SimpleNonlinearSolve.__prevfloat_tdir
— Function__prevfloat_tdir(x, x0, x1)
Move x
one floating point towards x0.
SimpleNonlinearSolve.__max_tdir
— Function__max_tdir(a, b, x0, x1)
Return the maximum of a
and b
if x1 > x0
, otherwise return the minimum.
NonlinearSolve.callback_into_cache!
— Functioncallback_into_cache!(cache, internalcache, args...)
Define custom operations on internalcache
tightly coupled with the calling cache
. args...
contain the sequence of caches calling into internalcache
.
This unfortunately makes code very tightly coupled and not modular.

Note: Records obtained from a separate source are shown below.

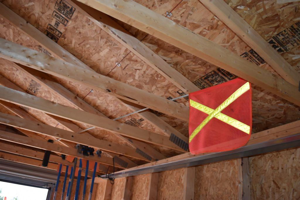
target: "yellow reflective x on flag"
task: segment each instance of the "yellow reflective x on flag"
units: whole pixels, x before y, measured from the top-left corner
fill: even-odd
[[[194,130],[192,134],[190,136],[189,139],[189,143],[200,132],[204,126],[214,117],[215,117],[222,122],[228,124],[247,134],[249,134],[250,126],[220,113],[221,111],[226,107],[249,89],[250,89],[250,84],[249,82],[247,82],[238,89],[214,110],[191,99],[190,99],[190,104],[191,106],[206,113],[208,115],[200,125]]]

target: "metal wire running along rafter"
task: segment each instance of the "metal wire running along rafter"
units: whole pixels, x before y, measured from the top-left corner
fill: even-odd
[[[169,100],[171,101],[175,101],[175,100],[176,100],[176,99],[181,99],[181,98],[185,97],[188,96],[188,94],[186,94],[184,95],[183,95],[183,96],[180,96],[178,97],[176,97],[176,98],[174,98],[174,99],[169,99]],[[140,113],[140,112],[142,112],[142,111],[144,111],[144,110],[147,110],[147,109],[149,109],[149,108],[143,108],[142,109],[139,110],[136,110],[136,111],[135,111],[134,112],[131,113],[129,113],[129,114],[128,114],[126,115],[123,115],[123,116],[121,116],[120,117],[117,117],[116,119],[114,119],[112,120],[117,120],[118,119],[119,119],[123,117],[127,117],[127,116],[131,115],[133,115],[134,114],[135,114],[136,113]],[[89,128],[86,128],[83,130],[82,130],[82,131],[78,131],[77,133],[83,133],[83,132],[85,132],[87,131],[88,131],[88,130],[90,130],[91,129],[94,128],[95,128],[95,127],[94,126],[93,126],[92,127],[90,127]],[[61,138],[59,138],[59,139],[58,139],[56,140],[54,140],[54,142],[57,142],[57,141],[59,141],[61,140],[62,140]]]

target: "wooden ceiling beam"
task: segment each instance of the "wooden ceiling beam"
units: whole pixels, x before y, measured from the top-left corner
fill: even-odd
[[[76,96],[71,92],[63,87],[61,85],[56,82],[54,80],[47,76],[46,74],[27,67],[24,67],[22,66],[19,66],[18,64],[10,61],[7,61],[7,62],[13,63],[13,64],[14,65],[14,66],[17,69],[26,73],[27,75],[29,76],[33,79],[40,84],[43,86],[46,87],[47,89],[53,92],[53,94],[55,94],[61,97],[62,99],[64,100],[65,102],[71,104],[75,108],[79,110],[88,112],[89,113],[108,118],[107,116]],[[128,105],[128,106],[129,106]],[[134,108],[134,107],[133,107]],[[141,114],[143,114],[143,113]],[[151,114],[152,113],[151,113]],[[154,115],[154,114],[153,114]],[[158,117],[157,118],[160,119],[160,118]],[[162,123],[162,124],[160,125],[163,125],[164,124],[166,124],[165,122],[164,123]],[[175,129],[170,126],[171,128],[166,128],[164,129],[166,130],[165,131],[166,133],[170,133],[170,130]],[[75,132],[77,132],[73,130],[72,130]],[[87,132],[88,132],[88,131],[82,134],[90,135]],[[178,131],[177,132],[178,133],[176,135],[182,135],[181,133]],[[176,133],[174,131],[173,132]],[[132,146],[133,148],[135,149],[143,149],[143,151],[152,158],[152,160],[153,161],[156,160],[164,159],[166,158],[166,157],[164,156],[146,143],[135,140],[131,140],[130,141],[132,141],[131,142],[131,141],[129,141],[128,138],[125,137],[123,136],[115,133],[115,134],[116,136],[123,141],[126,142],[130,146]],[[113,156],[115,156],[115,155],[112,155]],[[128,160],[127,161],[130,162]]]
[[[273,75],[268,70],[133,1],[79,1],[300,106],[300,93],[298,86]],[[298,83],[298,81],[297,83]]]
[[[18,91],[26,93],[26,92],[25,91],[23,90],[22,89],[20,88],[14,84],[13,83],[12,83],[9,80],[8,80],[7,79],[2,76],[1,75],[0,75],[0,85],[2,85],[5,87],[9,87],[9,88],[18,90]],[[41,122],[33,117],[32,116],[30,115],[29,113],[25,110],[22,110],[20,107],[18,107],[14,104],[3,101],[0,101],[0,104],[2,105],[7,110],[9,110],[10,112],[12,112],[14,114],[20,117],[29,119],[34,122],[38,122],[41,123],[42,123]],[[46,114],[43,113],[42,113],[42,114]],[[57,123],[59,123],[59,122],[57,122]],[[22,129],[20,130],[20,129],[19,128],[17,128],[17,129],[28,137],[32,137],[32,133],[29,132],[29,131],[27,131],[26,130],[24,131],[24,130]],[[68,129],[68,128],[67,128],[67,129]],[[56,140],[55,137],[51,137],[51,139],[52,140]],[[74,144],[70,143],[69,142],[67,141],[60,141],[59,142],[62,145],[65,146],[73,147],[74,146]]]
[[[3,62],[4,62],[6,65],[9,65],[10,64],[12,64],[14,65],[14,66],[16,67],[18,70],[24,70],[26,72],[26,71],[23,69],[22,67],[21,67],[17,65],[15,63],[14,63],[12,62],[8,61],[6,60],[2,60]],[[37,72],[38,72],[38,71],[36,71]],[[27,74],[28,74],[28,72],[26,72]],[[37,79],[35,78],[34,76],[32,75],[31,75],[32,78],[34,79],[35,80],[37,81],[38,81],[38,82],[39,83],[41,84],[41,86],[44,86],[44,84],[43,84],[43,82],[41,82],[40,81],[39,81],[38,80],[37,80]],[[46,78],[47,77],[43,77],[41,78],[41,79],[45,81],[46,81],[46,80],[48,80]],[[13,83],[12,83],[10,81],[8,80],[7,80],[4,77],[3,77],[1,75],[0,75],[0,85],[2,85],[3,86],[7,87],[9,87],[11,89],[13,89],[14,90],[17,90],[18,91],[20,91],[20,92],[24,92],[25,93],[26,93],[26,92],[24,90],[21,88],[20,88],[19,87],[18,87],[15,84],[14,84]],[[60,86],[60,85],[59,85]],[[64,87],[62,87],[61,86],[61,87],[64,89],[62,92],[64,94],[68,94],[69,93],[71,93],[73,94],[73,93],[71,93],[70,91],[66,89],[65,89]],[[36,94],[35,94],[36,95]],[[81,100],[81,99],[80,98],[76,98],[74,97],[75,95],[74,94],[73,96],[71,96],[70,95],[68,95],[68,96],[69,97],[70,99],[73,98],[74,99],[74,101],[77,101],[77,99],[80,99]],[[81,103],[80,101],[79,101],[79,103]],[[4,106],[6,108],[9,110],[11,111],[14,113],[15,114],[16,114],[17,115],[19,116],[20,117],[23,118],[24,119],[30,119],[31,120],[33,120],[35,122],[40,122],[39,120],[38,120],[35,118],[32,117],[27,112],[23,110],[22,109],[20,109],[20,107],[18,107],[16,105],[12,104],[12,105],[10,105],[9,106],[7,106],[8,104],[9,104],[9,102],[5,102],[5,101],[0,101],[0,104],[2,104],[2,105]],[[89,104],[87,104],[89,105]],[[90,106],[92,107],[92,106]],[[93,110],[92,109],[89,109],[89,110]],[[98,112],[100,113],[100,112]],[[54,116],[53,115],[51,115],[49,114],[45,114],[44,113],[42,113],[43,114],[48,114],[49,116],[51,118],[52,118],[53,120],[55,120],[56,121],[58,124],[60,124],[61,125],[63,126],[64,128],[66,128],[66,130],[69,131],[73,131],[74,132],[76,132],[82,130],[82,129],[79,127],[77,126],[76,125],[72,123],[70,121],[66,119],[64,119],[63,118],[60,118],[56,116]],[[98,114],[97,113],[96,113],[95,114]],[[102,113],[101,113],[102,114]],[[20,130],[20,128],[17,128],[17,129],[18,129],[18,130]],[[26,130],[24,131],[24,130],[21,130],[20,131],[22,132],[22,133],[24,133],[28,136],[28,133],[26,132],[28,131],[26,131]],[[84,132],[81,134],[82,134],[83,135],[86,135],[87,137],[88,137],[89,138],[91,138],[91,139],[92,139],[93,138],[96,139],[96,138],[93,136],[89,134],[88,133],[86,132]],[[52,136],[50,136],[52,137]],[[55,137],[53,137],[53,139],[55,140],[56,139]],[[73,144],[71,144],[70,145],[70,144],[69,143],[69,142],[66,141],[64,141],[63,140],[59,140],[58,141],[59,143],[61,143],[63,145],[64,145],[67,146],[69,146],[69,147],[73,147],[74,146],[74,145]],[[131,166],[137,166],[137,165],[134,162],[128,159],[126,157],[124,156],[121,156],[119,154],[115,154],[113,153],[110,153],[109,154],[112,157],[119,157],[120,159],[124,160],[126,162],[130,163],[130,165]]]
[[[92,160],[106,165],[113,166],[112,159],[105,156],[85,156],[82,154],[77,153],[75,149],[64,146],[61,145],[48,142],[44,140],[30,138],[28,137],[20,135],[7,131],[0,131],[0,140],[22,144],[33,147],[38,148],[59,154],[69,155],[90,160]],[[117,163],[116,166],[124,169]]]
[[[76,1],[66,1],[95,24],[183,92],[188,94],[199,90],[199,88],[188,79],[107,15]]]
[[[255,144],[269,141],[277,139],[278,137],[284,137],[299,133],[300,130],[300,120],[281,125],[274,128],[263,131],[256,133],[251,134],[250,139],[245,146],[251,145]],[[212,153],[202,154],[203,155]],[[190,152],[178,155],[173,157],[167,158],[163,160],[149,163],[144,165],[135,167],[131,169],[124,169],[119,172],[131,171],[145,167],[150,166],[156,165],[166,163],[170,162],[183,160],[188,158],[193,157],[199,155],[193,155]]]
[[[267,41],[222,0],[199,0],[286,81],[298,86],[300,75]]]
[[[2,38],[0,57],[188,121],[187,106]]]
[[[166,136],[3,86],[0,86],[0,99],[137,140],[186,152]]]
[[[27,23],[24,19],[1,3],[0,3],[0,16],[2,16],[2,17],[8,20],[10,23],[18,30],[28,35],[32,40],[50,52],[54,56],[56,56],[62,60],[77,65],[79,66],[84,69],[94,71],[83,62],[53,41],[31,24]],[[46,83],[45,83],[47,84]],[[49,86],[51,87],[51,85]],[[58,87],[60,86],[59,86]],[[53,89],[55,88],[56,88],[55,87]],[[107,95],[108,96],[110,95],[109,93],[107,93]],[[139,109],[136,107],[133,106],[132,105],[129,105],[126,103],[124,103],[117,98],[116,98],[116,99],[117,101],[118,101],[120,103],[133,111],[135,111]],[[76,103],[73,101],[72,102],[74,103]],[[88,104],[84,101],[82,101],[81,103],[82,104],[82,105],[86,107],[88,107],[88,105],[85,105]],[[81,104],[77,105],[78,106],[81,105]],[[82,109],[83,109],[83,110],[92,112],[90,112],[89,110],[84,110],[84,107],[79,107]],[[94,111],[98,112],[96,109],[94,108],[93,108],[94,110]],[[146,114],[146,112],[142,113],[138,113],[137,114],[142,118],[146,121],[150,123],[154,127],[161,129],[163,132],[166,132],[169,135],[170,135],[170,133],[172,133],[177,137],[185,141],[183,138],[185,136],[182,135],[179,131],[173,128],[164,121],[161,120],[159,117],[154,114],[149,112],[146,112],[148,113],[147,114]],[[138,149],[140,151],[142,151],[142,150],[143,152],[152,157],[154,160],[161,160],[166,158],[166,157],[161,153],[146,143],[137,140],[129,140],[128,138],[119,134],[116,134],[116,135],[127,143],[130,146],[131,146],[136,149]]]
[[[147,160],[134,149],[80,134],[0,113],[0,123],[14,127],[138,159]],[[128,166],[132,165],[128,164]],[[135,165],[136,166],[136,165]]]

It is recommended to not use this functionality unless it can't be avoided (like in LevenbergMarquardt
).
NonlinearSolve.concrete_jac
— Functionconcrete_jac(alg::AbstractNonlinearSolveAlgorithm)
Whether the algorithm uses a concrete Jacobian. Defaults to nothing
if it is unknown or not applicable. Else a boolean value is returned.